One of the reason for driverctl to fail is because of missing kernel args (iommu and hugepages). With the sosreport, the grub parameters looks are not configured correctly on the compute node. Could be issue with templates. I have a working version of osp12 puddle based containerized DPDK deployment. Here are the templates for your reference. - https://github.com/krsacme/tht-dpdk/tree/osp11_to_12/osp12_ref
(In reply to Saravanan KR from comment #4) > One of the reason for driverctl to fail is because of missing kernel args > (iommu and hugepages). With the sosreport, the grub parameters looks are not > configured correctly on the compute node. Could be issue with templates. > > I have a working version of osp12 puddle based containerized DPDK > deployment. Here are the templates for your reference. - > https://github.com/krsacme/tht-dpdk/tree/osp11_to_12/osp12_ref Fixed the issue of kernel args in network-environment.yaml file and the problem still exists with the same error.
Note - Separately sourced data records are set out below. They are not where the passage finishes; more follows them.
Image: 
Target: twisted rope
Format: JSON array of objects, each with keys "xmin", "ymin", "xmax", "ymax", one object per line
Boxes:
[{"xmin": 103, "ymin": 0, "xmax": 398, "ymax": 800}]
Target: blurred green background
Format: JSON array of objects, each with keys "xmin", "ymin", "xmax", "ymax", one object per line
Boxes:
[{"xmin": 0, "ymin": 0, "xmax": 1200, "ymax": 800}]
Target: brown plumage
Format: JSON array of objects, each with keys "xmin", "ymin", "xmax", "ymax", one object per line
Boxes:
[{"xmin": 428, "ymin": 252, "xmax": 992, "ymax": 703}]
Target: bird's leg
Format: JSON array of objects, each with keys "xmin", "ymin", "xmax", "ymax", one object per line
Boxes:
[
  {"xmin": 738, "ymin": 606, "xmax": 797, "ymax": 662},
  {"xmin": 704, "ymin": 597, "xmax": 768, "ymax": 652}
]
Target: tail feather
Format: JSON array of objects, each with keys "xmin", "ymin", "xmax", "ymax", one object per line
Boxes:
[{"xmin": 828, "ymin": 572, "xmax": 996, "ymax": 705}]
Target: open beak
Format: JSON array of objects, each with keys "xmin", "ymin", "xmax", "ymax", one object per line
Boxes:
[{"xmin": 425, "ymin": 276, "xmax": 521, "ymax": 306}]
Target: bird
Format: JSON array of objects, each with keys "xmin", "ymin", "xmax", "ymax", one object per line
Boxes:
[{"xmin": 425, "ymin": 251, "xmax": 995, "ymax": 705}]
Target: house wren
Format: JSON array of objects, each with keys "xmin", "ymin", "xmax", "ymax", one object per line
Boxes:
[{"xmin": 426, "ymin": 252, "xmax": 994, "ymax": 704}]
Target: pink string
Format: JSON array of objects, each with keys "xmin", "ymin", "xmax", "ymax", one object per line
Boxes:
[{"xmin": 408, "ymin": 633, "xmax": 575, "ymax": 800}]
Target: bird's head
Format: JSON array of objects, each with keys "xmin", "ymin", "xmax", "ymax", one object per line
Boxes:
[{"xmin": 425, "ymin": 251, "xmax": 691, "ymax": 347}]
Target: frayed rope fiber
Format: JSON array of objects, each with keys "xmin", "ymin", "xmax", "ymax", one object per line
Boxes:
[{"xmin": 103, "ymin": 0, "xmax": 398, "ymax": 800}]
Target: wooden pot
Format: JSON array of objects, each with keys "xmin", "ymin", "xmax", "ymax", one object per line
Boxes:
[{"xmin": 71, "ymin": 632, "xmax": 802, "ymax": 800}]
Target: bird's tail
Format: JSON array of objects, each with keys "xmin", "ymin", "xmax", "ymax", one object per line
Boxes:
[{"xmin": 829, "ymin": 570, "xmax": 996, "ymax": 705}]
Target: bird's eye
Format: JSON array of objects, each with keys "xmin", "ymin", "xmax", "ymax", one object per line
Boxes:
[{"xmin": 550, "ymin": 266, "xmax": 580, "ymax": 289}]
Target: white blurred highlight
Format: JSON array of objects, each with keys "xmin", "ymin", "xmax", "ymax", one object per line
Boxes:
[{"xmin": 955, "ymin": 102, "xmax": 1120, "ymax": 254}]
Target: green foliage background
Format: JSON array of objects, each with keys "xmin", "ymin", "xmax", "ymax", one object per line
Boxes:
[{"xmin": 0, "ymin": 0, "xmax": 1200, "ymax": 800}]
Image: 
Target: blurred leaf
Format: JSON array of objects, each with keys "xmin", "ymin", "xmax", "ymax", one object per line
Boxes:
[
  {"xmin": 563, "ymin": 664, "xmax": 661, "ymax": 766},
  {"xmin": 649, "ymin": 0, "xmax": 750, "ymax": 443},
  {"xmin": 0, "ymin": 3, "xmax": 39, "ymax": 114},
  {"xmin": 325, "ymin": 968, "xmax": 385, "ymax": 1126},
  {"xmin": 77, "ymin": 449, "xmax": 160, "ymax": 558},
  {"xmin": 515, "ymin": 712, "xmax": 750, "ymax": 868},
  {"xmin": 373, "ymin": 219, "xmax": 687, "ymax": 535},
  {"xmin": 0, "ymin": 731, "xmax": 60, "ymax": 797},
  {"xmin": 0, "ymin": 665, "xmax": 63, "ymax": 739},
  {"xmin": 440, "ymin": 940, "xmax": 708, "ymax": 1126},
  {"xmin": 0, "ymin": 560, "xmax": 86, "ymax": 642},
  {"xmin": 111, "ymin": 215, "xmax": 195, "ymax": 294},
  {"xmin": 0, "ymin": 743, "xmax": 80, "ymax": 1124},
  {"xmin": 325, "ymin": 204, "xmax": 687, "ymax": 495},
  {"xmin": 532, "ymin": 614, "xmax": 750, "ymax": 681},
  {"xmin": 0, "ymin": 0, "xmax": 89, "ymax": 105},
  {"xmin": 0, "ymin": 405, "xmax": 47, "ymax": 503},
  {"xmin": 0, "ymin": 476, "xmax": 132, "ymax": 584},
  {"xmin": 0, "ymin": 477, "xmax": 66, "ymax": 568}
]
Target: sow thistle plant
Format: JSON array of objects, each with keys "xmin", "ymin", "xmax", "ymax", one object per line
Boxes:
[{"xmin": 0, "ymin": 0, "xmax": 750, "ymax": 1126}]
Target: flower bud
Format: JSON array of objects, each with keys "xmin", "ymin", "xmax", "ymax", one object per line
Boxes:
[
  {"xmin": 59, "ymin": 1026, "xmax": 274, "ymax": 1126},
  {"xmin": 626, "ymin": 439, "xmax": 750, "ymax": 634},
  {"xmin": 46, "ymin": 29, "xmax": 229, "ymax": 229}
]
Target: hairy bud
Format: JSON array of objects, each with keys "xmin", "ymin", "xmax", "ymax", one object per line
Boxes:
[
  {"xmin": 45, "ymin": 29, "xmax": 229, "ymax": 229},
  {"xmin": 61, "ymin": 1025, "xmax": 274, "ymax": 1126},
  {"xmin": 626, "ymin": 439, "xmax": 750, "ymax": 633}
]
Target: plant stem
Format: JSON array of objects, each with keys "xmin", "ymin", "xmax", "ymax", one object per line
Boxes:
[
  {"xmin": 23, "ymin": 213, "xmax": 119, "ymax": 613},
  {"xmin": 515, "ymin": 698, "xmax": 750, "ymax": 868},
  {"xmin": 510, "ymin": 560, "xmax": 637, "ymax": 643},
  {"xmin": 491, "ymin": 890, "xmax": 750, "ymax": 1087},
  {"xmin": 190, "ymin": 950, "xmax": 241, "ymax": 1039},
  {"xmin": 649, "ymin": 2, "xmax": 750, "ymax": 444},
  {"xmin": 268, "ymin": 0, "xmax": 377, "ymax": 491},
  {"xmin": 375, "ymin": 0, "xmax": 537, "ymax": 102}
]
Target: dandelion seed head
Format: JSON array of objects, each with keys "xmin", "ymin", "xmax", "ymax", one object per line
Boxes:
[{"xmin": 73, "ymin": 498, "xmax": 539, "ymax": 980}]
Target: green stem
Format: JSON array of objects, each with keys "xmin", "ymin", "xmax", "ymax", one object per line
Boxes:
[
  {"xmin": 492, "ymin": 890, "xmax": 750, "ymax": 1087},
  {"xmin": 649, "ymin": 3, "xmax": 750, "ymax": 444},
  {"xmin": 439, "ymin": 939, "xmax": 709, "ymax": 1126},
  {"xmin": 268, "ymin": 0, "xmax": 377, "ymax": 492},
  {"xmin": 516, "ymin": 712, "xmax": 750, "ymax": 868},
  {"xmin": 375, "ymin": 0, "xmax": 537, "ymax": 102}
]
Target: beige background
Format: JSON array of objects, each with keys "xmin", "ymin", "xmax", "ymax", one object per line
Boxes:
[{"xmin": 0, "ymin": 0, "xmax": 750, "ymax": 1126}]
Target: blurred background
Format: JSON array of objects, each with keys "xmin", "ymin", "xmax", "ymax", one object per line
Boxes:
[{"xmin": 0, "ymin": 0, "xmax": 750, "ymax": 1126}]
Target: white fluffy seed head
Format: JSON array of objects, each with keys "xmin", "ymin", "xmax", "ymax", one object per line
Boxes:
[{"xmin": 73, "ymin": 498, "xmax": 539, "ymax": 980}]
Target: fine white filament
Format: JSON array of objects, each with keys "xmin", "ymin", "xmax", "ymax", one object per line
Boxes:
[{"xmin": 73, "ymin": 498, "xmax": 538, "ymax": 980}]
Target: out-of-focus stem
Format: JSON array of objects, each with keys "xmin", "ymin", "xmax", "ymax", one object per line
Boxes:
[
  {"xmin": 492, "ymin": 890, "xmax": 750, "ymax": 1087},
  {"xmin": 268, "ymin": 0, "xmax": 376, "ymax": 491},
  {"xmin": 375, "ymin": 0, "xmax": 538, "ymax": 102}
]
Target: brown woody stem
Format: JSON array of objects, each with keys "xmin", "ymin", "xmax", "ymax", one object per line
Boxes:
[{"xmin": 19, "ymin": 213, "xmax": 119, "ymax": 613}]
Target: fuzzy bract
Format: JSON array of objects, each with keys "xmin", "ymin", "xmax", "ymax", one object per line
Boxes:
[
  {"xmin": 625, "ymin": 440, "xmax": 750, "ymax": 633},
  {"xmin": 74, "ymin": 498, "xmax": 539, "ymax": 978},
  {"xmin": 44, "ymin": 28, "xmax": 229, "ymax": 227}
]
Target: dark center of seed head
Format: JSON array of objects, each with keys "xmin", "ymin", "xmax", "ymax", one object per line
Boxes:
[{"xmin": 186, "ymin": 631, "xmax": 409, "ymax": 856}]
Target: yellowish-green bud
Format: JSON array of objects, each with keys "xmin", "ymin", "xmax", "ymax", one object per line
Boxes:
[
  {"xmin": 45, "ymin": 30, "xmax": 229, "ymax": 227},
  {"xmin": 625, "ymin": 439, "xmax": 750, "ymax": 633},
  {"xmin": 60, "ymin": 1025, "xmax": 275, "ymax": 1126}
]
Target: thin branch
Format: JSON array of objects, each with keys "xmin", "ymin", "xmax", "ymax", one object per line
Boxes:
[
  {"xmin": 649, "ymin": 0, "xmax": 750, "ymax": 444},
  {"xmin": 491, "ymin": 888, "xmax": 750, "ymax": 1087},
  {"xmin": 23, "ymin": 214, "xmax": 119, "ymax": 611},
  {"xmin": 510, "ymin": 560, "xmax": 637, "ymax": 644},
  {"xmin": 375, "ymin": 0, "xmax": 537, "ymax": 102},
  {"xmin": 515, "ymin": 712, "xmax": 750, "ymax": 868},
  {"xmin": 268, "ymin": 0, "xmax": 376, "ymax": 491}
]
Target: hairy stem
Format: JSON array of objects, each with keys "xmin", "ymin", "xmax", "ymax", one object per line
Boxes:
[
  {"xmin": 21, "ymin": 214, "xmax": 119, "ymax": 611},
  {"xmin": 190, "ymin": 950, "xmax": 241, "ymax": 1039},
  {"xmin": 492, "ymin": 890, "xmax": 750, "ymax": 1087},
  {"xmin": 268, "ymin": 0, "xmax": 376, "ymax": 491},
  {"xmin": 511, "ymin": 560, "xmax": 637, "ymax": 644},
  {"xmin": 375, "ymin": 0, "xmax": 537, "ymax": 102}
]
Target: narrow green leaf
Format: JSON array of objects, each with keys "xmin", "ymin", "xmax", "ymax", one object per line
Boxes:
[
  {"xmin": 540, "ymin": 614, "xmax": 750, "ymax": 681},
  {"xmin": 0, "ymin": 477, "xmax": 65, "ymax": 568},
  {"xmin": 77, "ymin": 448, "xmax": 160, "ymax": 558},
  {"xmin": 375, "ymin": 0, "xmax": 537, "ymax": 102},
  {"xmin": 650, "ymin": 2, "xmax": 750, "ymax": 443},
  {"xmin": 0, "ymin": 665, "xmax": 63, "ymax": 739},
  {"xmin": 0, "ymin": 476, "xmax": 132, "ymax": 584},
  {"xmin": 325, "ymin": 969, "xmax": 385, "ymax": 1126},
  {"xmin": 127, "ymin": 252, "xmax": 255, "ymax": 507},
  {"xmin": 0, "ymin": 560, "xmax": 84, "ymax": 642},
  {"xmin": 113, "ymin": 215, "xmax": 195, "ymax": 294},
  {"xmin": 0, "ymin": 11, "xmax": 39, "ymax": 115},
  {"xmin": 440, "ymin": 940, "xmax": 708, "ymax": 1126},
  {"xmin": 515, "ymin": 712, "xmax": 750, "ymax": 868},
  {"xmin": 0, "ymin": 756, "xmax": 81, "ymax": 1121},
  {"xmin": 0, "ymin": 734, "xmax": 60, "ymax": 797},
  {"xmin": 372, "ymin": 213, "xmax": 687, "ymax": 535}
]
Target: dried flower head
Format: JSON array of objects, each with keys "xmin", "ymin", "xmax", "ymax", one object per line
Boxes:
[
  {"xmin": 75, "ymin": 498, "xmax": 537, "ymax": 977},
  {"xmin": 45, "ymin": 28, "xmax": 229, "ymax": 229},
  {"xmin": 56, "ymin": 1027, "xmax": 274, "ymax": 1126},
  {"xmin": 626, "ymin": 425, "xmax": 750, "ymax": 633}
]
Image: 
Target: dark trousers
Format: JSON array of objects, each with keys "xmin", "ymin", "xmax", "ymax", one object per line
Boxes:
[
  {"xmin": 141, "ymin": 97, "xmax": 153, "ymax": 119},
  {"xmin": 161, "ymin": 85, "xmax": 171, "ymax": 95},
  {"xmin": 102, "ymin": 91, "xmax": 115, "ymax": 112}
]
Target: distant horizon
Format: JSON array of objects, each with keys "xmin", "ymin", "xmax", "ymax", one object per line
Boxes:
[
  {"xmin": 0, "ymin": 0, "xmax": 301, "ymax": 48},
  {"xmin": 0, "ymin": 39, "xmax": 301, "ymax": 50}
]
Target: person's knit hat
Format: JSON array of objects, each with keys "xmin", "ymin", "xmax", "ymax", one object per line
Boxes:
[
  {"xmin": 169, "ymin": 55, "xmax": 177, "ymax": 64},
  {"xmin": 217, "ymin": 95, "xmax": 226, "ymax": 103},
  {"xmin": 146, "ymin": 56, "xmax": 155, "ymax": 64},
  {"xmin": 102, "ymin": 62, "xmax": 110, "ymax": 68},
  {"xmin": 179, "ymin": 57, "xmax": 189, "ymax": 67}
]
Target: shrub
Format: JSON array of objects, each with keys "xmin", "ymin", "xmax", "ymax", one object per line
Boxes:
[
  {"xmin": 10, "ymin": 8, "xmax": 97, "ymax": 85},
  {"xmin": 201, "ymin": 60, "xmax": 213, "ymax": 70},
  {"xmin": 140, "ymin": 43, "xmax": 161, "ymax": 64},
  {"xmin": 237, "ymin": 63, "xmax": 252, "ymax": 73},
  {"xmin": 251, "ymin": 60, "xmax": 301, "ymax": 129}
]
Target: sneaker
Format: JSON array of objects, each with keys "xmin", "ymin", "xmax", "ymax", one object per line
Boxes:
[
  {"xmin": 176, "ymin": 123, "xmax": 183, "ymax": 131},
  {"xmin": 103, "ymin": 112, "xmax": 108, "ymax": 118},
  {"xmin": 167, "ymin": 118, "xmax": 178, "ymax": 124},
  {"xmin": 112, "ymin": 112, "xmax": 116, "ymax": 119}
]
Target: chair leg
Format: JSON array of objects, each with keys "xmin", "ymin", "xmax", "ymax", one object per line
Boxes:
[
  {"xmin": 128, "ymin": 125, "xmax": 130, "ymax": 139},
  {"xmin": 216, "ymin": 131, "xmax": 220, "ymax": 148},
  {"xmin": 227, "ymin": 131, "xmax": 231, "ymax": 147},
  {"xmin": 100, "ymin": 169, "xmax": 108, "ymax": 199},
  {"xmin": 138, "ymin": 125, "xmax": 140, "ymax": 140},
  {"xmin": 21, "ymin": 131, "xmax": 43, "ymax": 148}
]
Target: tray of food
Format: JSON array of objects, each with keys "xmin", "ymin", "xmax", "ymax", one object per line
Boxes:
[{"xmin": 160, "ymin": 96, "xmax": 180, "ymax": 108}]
When I tried to deploy OSP-12 dpdk not containerize setup its success. When I am trying to deploy it with container it failed. any advice?
I am still working on 1486127 which is a essential to get DPDK working on containerized deployment. Once completed, i will update the steps to deploy for DPDK.
(In reply to Saravanan KR from comment #6) > I am still working on 1486127 which is a essential to get DPDK working on > containerized deployment. Once completed, i will update the steps to deploy > for DPDK. Is this DUP of the other BZ?
I am closing it as as #1486127 is fixed and it is verified by QE. Please reopen if the issue is still not solved. *** This bug has been marked as a duplicate of bug 1486127 ***